Role of defense hormones in immunity and symbiosis 

Salicylic acid (SA), jasmonic acid (JA) and ethylene are important phytohormones, particularly involved in triggering plant defense reactions at the root and/or leaf level against pathogenic microorganisms. Ethylene is also involved at different stages of symbiotic interactions with rhizobia. Some works indicate that signaling involving SA and JA would be finely controlled to allow the establishment of symbiosis. However, the actors of these signaling pathways as well as the specific defense responses associated with them are still very poorly understood in legumes. We have undertaken a genetic approach to study the role of SA signaling during symbiosis in Medicago and pea. Similarly, we are isolating mutants of the JA signaling pathway in Medicago. These genetic tools will allow us to better understand the involvement of these hormonal pathways in the induction of defenses observed in symbiotic mutants, such as dnf2 and symCRK, and thus to better understand the importance of their control for the establishment of symbiosis. Ultimately, this work may provide information on how legumes differentiate and adapt their responses to symbiotic versus pathogenic microorganisms.

 

Senescence and immunity

Senescence is part of the nodule developmental program (Figure 4) and can be controlled by external factors, such as abiotic stresses and nitrogen nutrition. Several studies indicate a link between senescence and immunity. Nodules of symCRK and dnf2 mutants show significant defense responses but also early senescence (Bourcy et al., 2013b; Berrabah et al., 2014b). It has been proposed that the suppression of immunity in nodules can be triggered by the establishment of the senescence program in nodule cells.

We are addressing the link between senescence and immunity during symbiosis, taking advantage of the mutant tools previously described. We are currently characterizing new fix-, Medicago mutants that do or do not develop defense responses and show accelerated nodule senescence. A role of salicylic acid in the senescence process is also possible.

 

Endophytes and symbiosis

In the field, legume nodules host not only rhizobia but also other non-rhizobial endophytic bacteria.

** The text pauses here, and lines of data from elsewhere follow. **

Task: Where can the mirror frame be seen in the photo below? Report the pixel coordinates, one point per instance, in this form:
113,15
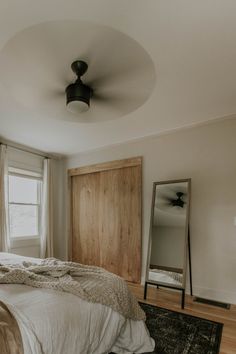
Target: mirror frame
168,285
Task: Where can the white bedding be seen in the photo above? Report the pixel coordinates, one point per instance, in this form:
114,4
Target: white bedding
53,322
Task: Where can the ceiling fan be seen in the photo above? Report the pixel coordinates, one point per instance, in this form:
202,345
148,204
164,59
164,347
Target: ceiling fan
176,201
78,94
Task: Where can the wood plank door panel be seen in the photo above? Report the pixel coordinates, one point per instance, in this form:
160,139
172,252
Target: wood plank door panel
106,220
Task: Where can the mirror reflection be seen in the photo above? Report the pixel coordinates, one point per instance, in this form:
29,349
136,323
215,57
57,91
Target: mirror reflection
169,233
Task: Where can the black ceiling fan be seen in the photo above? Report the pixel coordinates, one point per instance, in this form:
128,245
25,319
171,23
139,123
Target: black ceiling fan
172,199
179,201
78,94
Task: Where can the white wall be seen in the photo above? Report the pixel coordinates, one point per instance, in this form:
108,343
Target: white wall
207,154
168,243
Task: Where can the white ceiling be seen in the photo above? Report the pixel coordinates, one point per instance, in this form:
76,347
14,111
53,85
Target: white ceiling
192,46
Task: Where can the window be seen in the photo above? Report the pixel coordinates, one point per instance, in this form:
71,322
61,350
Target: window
25,189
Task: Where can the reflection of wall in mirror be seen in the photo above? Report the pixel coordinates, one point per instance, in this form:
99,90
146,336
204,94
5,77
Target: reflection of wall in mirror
168,246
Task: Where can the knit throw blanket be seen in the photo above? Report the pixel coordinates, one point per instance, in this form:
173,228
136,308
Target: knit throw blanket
90,283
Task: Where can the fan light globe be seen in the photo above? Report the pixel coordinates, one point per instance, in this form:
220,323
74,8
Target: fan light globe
77,107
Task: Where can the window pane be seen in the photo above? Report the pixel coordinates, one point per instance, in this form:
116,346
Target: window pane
23,190
23,220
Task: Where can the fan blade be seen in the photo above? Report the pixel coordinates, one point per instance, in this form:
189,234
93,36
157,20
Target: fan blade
117,101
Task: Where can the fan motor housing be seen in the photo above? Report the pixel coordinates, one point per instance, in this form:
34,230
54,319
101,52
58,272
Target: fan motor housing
78,92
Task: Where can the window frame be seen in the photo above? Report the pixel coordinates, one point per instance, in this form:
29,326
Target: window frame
32,175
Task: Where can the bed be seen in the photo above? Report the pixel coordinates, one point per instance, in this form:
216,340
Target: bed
56,322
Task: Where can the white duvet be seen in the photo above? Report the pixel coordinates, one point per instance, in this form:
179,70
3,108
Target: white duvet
53,322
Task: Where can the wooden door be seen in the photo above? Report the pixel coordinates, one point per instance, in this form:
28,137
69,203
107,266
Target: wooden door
106,218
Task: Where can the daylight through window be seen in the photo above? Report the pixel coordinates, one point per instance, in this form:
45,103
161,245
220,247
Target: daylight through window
24,204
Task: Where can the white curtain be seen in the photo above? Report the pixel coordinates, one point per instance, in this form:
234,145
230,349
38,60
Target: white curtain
4,215
46,247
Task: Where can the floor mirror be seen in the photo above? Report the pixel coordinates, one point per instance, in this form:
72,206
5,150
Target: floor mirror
169,238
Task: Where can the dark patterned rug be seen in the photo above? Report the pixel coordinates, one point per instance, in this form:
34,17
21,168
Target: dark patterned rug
178,333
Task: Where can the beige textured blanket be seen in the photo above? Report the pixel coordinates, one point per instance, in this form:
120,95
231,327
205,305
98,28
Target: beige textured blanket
90,283
10,337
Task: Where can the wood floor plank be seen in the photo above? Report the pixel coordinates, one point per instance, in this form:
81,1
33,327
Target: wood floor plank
172,301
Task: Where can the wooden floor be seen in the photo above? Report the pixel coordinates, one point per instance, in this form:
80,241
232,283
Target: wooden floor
171,300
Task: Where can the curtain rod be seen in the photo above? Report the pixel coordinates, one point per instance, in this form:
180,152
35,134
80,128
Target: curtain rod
25,150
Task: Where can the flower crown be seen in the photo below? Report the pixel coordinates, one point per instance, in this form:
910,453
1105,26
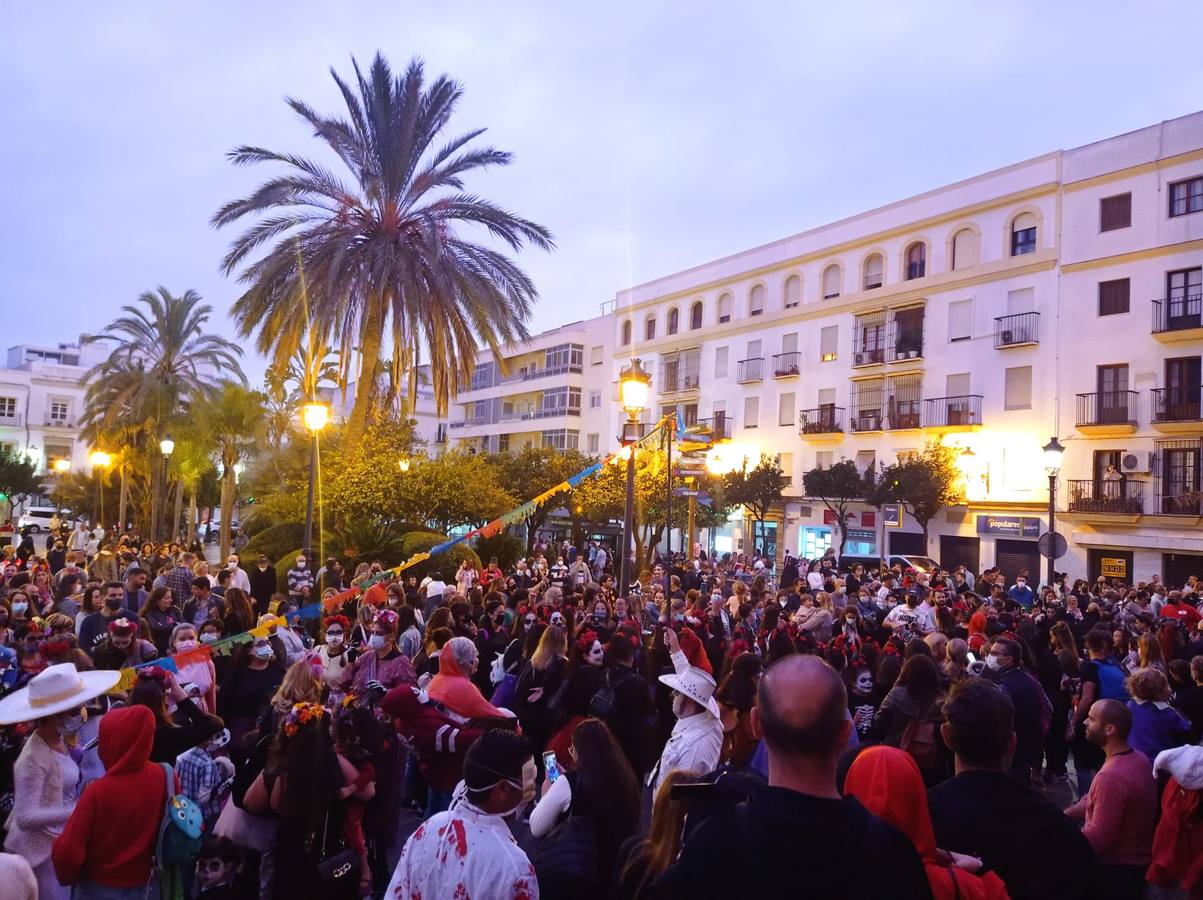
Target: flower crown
303,714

In some plants, there are more non-rhizobial endophytes in the nodules than rhizobia and there is some specificity in the nodule microbiome. This suggests a choice by the plant of the endophytic bacteria and/or compatibility with the rhizobial partner. The symbiotic and immune determinants governing these interactions are not well understood.

We recently isolated from nodules an atypical bacterium (Ensifer adhaerens T4) that behaves as a pathogen or induces nodules in the same species, Medicago truncatula. The outcome of the interaction depends on the age of the host. T4 can also co-colonize nodules induced by another strain.

 

In the framework of an ANR project, in collaboration with B. Gourion and F. Vailleau (INRAE Toulouse) and the startup iMean (Toulouse), we want to better describe the pathogen and symbiotic-like interactions of this system, and then by integrating genomic (the T4 genome sequence is known) and physiological data of the strain, build a model of T4 genome functionning. This model will be confronted with the omics data produced to predict the key actors of the T4-Medicago interaction. We will also study the response of the plant during symbiotic-like and pathogenic interactions with the T4 strain. This project (PATHOSYM) will provide a better understanding of how the plant differentiates pathogens and symbionts.